When first receiving a dataset, it can be tempting to dive straight into analysis. However, it is important to take a couple steps back and get a good overview and understanding of what the data is measuring, and what preparation is required before the data is analysed.
It is good to approach the data with a set of guiding questions as this will likely improve the quality of the analysis and reduce the number of hurdles encountered when beginning analysis and visualisisation.
So, what questions should you approach the data with?
What is the data that I / my team have been given?
This may seem like an obvious question, but it is an easy one to trip up on especially if you are expecting a specific type of data and receive something fairly similar but not quite the same. For example, you may receive sales data aggregated by city when you were expecting data for each individual store. Or, you expect each entry to consist of individual sales records but it is based on individual customers.
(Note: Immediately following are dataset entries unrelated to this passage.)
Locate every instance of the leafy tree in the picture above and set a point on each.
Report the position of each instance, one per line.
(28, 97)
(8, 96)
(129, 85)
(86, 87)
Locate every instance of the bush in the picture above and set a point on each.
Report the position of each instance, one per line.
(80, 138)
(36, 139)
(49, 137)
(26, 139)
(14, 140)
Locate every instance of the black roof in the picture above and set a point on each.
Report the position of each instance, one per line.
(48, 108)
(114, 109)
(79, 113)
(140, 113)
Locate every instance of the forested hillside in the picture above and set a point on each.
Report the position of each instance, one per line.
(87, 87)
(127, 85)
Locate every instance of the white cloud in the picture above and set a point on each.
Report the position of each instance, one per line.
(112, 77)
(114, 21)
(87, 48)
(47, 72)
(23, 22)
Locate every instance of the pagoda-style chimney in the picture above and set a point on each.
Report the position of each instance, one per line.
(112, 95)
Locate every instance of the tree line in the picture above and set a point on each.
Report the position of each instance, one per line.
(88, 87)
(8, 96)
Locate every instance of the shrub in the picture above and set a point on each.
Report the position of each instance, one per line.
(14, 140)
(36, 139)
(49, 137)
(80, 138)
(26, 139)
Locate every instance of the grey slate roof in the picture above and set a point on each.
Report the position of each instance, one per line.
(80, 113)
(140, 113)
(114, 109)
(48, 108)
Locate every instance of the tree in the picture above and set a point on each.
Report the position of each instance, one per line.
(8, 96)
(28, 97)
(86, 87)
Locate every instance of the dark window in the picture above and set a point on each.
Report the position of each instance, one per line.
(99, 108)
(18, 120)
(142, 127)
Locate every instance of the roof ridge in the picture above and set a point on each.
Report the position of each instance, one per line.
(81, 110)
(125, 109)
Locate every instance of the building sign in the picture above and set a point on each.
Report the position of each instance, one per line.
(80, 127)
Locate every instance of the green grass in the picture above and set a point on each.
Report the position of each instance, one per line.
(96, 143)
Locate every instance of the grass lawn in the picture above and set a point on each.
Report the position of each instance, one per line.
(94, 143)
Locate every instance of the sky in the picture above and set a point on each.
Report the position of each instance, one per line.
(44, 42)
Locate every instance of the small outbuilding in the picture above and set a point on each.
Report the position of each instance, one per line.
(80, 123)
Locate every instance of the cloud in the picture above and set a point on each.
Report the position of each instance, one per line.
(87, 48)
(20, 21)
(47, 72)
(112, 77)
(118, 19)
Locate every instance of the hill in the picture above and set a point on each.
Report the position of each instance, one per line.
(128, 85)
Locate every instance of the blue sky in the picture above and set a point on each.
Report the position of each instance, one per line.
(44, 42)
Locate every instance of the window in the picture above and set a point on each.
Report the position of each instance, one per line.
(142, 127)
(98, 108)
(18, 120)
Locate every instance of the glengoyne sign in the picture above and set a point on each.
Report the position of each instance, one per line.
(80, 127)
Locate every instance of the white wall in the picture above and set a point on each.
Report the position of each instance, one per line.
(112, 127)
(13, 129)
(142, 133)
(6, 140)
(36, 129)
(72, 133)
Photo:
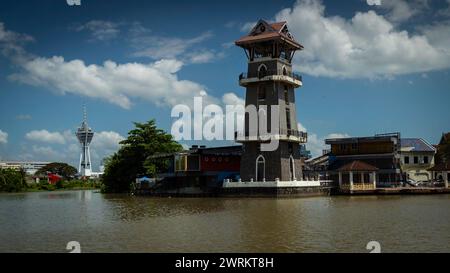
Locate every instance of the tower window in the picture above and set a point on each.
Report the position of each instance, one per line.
(262, 71)
(291, 168)
(261, 93)
(288, 118)
(260, 168)
(286, 95)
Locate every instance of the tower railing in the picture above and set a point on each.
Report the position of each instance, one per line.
(288, 133)
(262, 74)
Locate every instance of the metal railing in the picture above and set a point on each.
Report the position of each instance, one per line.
(283, 132)
(262, 74)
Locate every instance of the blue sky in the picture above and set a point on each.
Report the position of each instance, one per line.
(366, 68)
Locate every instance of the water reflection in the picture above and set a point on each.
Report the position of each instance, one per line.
(41, 222)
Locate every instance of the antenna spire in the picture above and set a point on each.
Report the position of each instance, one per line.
(84, 113)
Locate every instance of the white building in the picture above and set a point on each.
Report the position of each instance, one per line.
(417, 156)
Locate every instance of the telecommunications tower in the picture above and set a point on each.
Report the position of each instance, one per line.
(85, 135)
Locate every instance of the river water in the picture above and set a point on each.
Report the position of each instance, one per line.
(47, 221)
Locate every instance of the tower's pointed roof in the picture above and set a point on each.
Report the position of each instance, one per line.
(264, 31)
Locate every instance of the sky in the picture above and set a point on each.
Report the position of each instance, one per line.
(368, 66)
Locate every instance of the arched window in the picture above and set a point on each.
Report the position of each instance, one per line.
(262, 71)
(260, 168)
(292, 168)
(261, 93)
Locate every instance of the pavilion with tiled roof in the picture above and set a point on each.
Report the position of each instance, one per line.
(441, 172)
(269, 39)
(357, 175)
What does each individual row represent?
This links to the previous point, and is one of the first things that you should try and define as clearly as passible. A good approach is to identify which data field or combination of fields make each of the rows unique.
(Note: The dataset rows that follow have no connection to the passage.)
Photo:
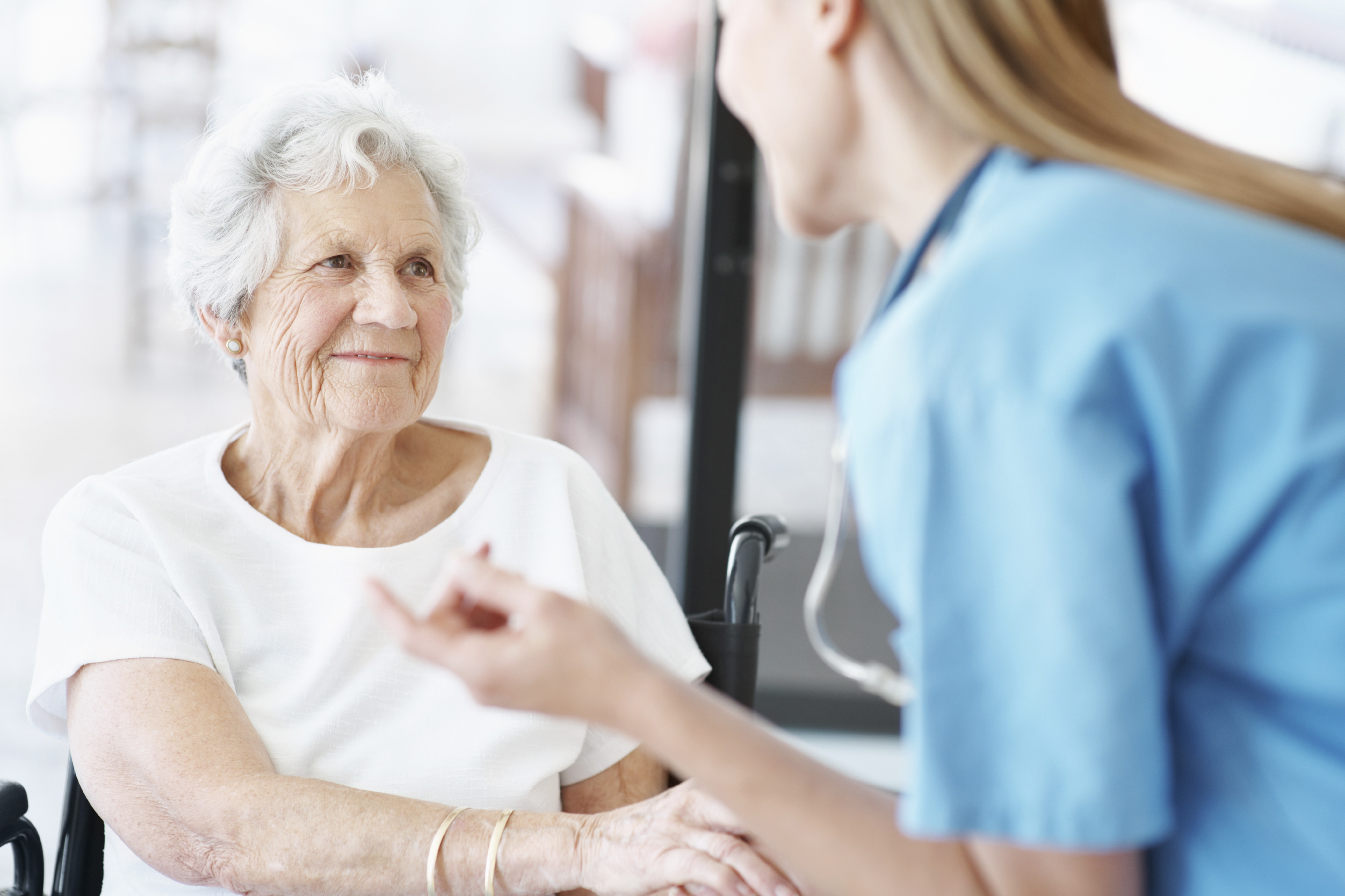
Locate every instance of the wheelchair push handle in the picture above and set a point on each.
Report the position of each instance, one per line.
(754, 541)
(16, 831)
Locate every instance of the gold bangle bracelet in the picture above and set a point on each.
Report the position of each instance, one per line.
(493, 853)
(433, 849)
What measures do we have present in the data, if any?
Are we looking at data which can be measured, and do the measures look as we expect them to? For example, we would expect quantity values for stock to be recorded as whole numbers or sales values to be recorded as positive numbers, unless there is a specific reason and meaning attributed to recording these values differently.
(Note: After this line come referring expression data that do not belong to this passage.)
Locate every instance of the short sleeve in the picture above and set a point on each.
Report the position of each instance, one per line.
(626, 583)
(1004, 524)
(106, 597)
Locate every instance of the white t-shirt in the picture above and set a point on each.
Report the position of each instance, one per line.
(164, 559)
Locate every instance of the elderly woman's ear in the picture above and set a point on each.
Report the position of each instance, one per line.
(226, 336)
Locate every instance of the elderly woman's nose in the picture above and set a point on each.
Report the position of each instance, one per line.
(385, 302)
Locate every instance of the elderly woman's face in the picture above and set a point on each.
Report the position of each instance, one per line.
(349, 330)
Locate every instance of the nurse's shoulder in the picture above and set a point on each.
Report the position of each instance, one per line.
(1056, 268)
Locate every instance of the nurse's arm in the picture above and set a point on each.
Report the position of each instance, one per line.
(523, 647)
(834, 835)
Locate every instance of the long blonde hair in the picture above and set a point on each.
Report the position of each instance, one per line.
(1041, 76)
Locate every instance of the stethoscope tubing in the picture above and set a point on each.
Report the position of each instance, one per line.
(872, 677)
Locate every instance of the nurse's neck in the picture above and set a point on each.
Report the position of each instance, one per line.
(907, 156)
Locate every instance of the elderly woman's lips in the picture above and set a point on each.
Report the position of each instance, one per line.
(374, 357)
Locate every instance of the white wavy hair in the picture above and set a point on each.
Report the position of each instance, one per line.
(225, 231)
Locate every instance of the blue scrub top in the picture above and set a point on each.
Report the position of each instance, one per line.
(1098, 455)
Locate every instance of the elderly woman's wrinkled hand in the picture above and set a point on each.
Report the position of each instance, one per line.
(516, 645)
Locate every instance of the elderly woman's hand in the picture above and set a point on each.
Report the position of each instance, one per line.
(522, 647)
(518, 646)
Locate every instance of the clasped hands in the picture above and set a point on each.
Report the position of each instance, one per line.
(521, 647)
Are there date fields and what level is the date recorded on?
On first glance at the data, we may find a data field with a full date and time record. However, this can be misleading and does require a closer look. Whilst a record may be formatted as '01/01/2023, 00:00:00', on examining other records, we could find that every date is recorded as the first of a month in 2023, with a time of midnight. This could mean that the data table is updated on the first of each month at midnight as the system automatically pulls through all the sales data for each store. It is still useful to have this in a date format, but this would mean that analysis can only be completed at the month or year level.
Are there any hierarchies in the data?
This is especially useful for any geographical fields we may have, as the data may nest together and include different levels of detail for example going from Country -> Region -> City -> Postcode. This is useful to note because in certain visualisation tools it can allow drill-down features for the data.
Do we have all the data we need? Is the data missing anything important?
It is important to consider not only what we have in the data, but what else we may want to have to improve the quality of the analysis. Do we need to supplement the data with any additional measures? Is there additional detail we can add? This is something which needs to be considered closely with the research question or user story.
These are just some of the key questions that will get you started when first interrogating a data set. Ideally, looking at the data through the lens of these questions will provide additional questions and insights for further investigation.